The priest signaled Jaroslav to leave the room and stood beside Jan, “I can see that, my son. Do you have any sins you’d like to confess as the Lord is our witness?”
“Yes, Father.”
“Confess, and repent, my child.”
“I’ve sinned with my heart, Father Pawel. I’ve received a vision of a tall and shining man, with three faces and three heads. His light was almost blinding. I looked up at his faces and bands made of gold covered his eyes so he could not sin or speak of our earthly sins. And he stood over a sea of crosses, wielding a great and mighty flaming sword.”
“It is not a sin to see the image of God, my child.” The priest reassured Jan, “Would you like to confess anything else?”
“No, Father, that was not the holy trinity. The three-headed man spoke to me, in three unique voices all combined into one, and he told me that he cast this plague upon us for following the wrong god, for encroaching on his domains. He offered me salvation, and I accepted,” Jan explained slowly.
“I see, in a moment of crisis, you’ve abandoned your faith and let the devil take hold. That is alright, however, dear child, for our lord and savior is a forgiving one. Renounce the false idol and be saved by his holy light,” the priest responded, barely holding back his disgust.
Jan smirked, “You see, Father Pawel, in my vision, the crosses were decorated with swine skulls and the three-headed man had gone on to strike each and every last one of those crosses. Each cross his flaming sword touched did not burn, instead, they withered and rotted away as ravenous flies consumed them from top to bottom.”
At that moment the body of Jaroslav Nemec fell into the room, blood leaking out of his abdomen. The priest recoiled in fear and Jan leaped out of his bed.

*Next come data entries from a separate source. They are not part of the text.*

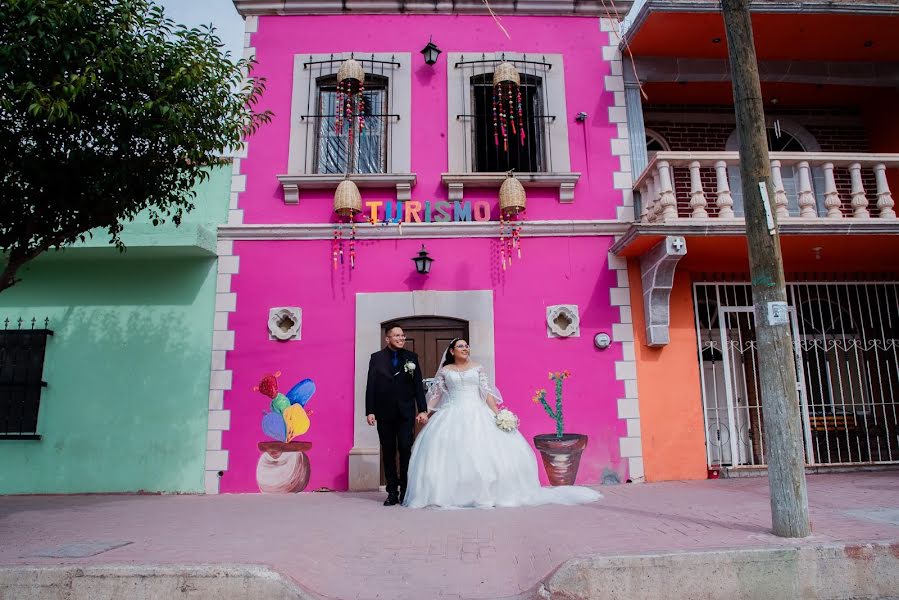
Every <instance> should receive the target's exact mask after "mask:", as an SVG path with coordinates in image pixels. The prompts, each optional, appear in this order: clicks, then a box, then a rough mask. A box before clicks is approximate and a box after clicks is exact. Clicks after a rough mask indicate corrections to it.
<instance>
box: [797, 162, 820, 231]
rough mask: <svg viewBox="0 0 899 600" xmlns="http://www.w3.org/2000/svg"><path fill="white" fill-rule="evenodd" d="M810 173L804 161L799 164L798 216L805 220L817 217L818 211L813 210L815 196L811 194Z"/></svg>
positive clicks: (799, 163)
mask: <svg viewBox="0 0 899 600" xmlns="http://www.w3.org/2000/svg"><path fill="white" fill-rule="evenodd" d="M810 172H811V170H810V169H809V166H808V163H807V162H806V161H802V162H800V163H799V216H800V217H804V218H806V219H813V218H815V217H817V216H818V211H817V210H815V195H814V194H813V193H812V183H811V178H810V177H809V174H810Z"/></svg>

“What is the meaning of this?” the priest demanded to know.
Standing before the priest, Jan looked him dead in the eyes and proclaimed, “Father, my God, the Lord of this land, he’s angry at you… at your God… and he has cast this pestilence upon you, the false believers. My heavenly master has decided to punish you all, Christians with a plague of pigs. For only pigs could worship a god that thrives on the senseless mass murder of innocents.”
“You here…” the priest’s words were cut short as a sharp stabbing pain shot through his lower back. He turned around to see a girl standing behind him, her hands firmly holding onto the large crucifix lodged into the back of the priest.

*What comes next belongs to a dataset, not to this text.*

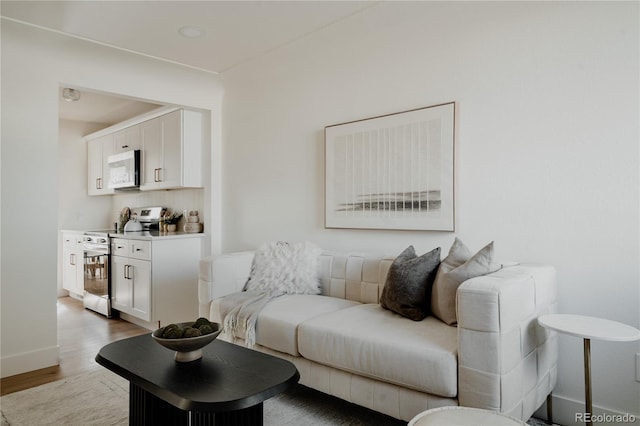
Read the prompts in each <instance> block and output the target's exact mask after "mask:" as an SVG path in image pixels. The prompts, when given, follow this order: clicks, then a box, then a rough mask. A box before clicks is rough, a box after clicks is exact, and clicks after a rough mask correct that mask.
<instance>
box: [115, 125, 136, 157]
mask: <svg viewBox="0 0 640 426" xmlns="http://www.w3.org/2000/svg"><path fill="white" fill-rule="evenodd" d="M113 144H114V148H115V151H114V152H115V153H116V154H119V153H121V152H126V151H132V150H136V149H140V146H141V145H142V140H141V132H140V126H131V127H127V128H126V129H122V130H120V131H117V132H115V133H114V134H113Z"/></svg>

“Y… Y…You can’t be… I buried…” the priest tried saying, as blood crawled out of his mouth.
“Oh, she’s alive, Father, Michaela is alive and well. She escaped the burial pits. You see, priest, my God would never let a child be buried alive like that. Our Lord actually cures his subjects when they fall ill, unlike your serpentine god,” Jan remarked, smiling from ear to ear.
"Sadly, every last one of you has to go, even good men like Jaroslav Nemec."